Harrods Saleswoman Forced To Quit After Refusing To Wear Makeup
Melanie Stark was a saleswoman at Harrods until she was “driven out” after refusing to wear makeup. Let’s discuss.
Harrods has an involved dress code (though it certainly doesn’t rival UBS’s) that, among other things, mandates that all female employees wear “full makeup at all time”. Well, fine. If Stark chose to work at Harrods, she must comply with these rules. Nobody was forcing her to work there. However, she had worked there a whole five years before being told she needed to follow the code. And therein lies the problem.
The 24-year-old alleges she was sent home twice and was forced to work in the stockroom, as well as told to take a makeup tutorial. Her manager gave her an ultimatum: wear makeup or leave. Harrods briefly backed down, but the issue was indeed brought up again, and Stark decided to resign.

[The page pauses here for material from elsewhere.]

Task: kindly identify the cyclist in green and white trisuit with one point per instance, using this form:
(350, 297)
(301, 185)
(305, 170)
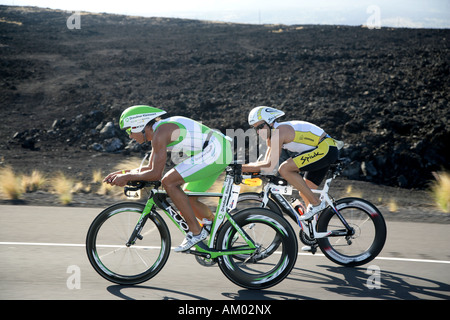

“I was appalled. It was insulting. Basically, it was implying it would be an improvement. I don’t understand how they think it is okay to say that.I know what I look like with makeup. I have used it, though never at work. But I just could not see how, in this day and age, Harrods could take away my right to choose whether to wear it or not. Make up can change your features completely, especially if I was to wear all of what they were asking. I would look like a different person to me. And I never chose to look like that.”
So why the change of heart on Harrods’ end after five years of seemingly not caring whether or not Stark wore makeup? Senior management saw her during a visit to her department, and they were not pleased. They apparently had never seen her in the five years prior. Explained a Harrods spokesperson: ”All our staff are subject to a dress code which they sign up to on joining the company, which relates to an overall polished appearance. Our records show that discussions with Melanie Stark concerned a general lack of adherence to the dress code. However, no action was taken and she subsequently decided to leave the business of her own accord with no reference made to dress code.”
Do you think Harrods is in the wrong?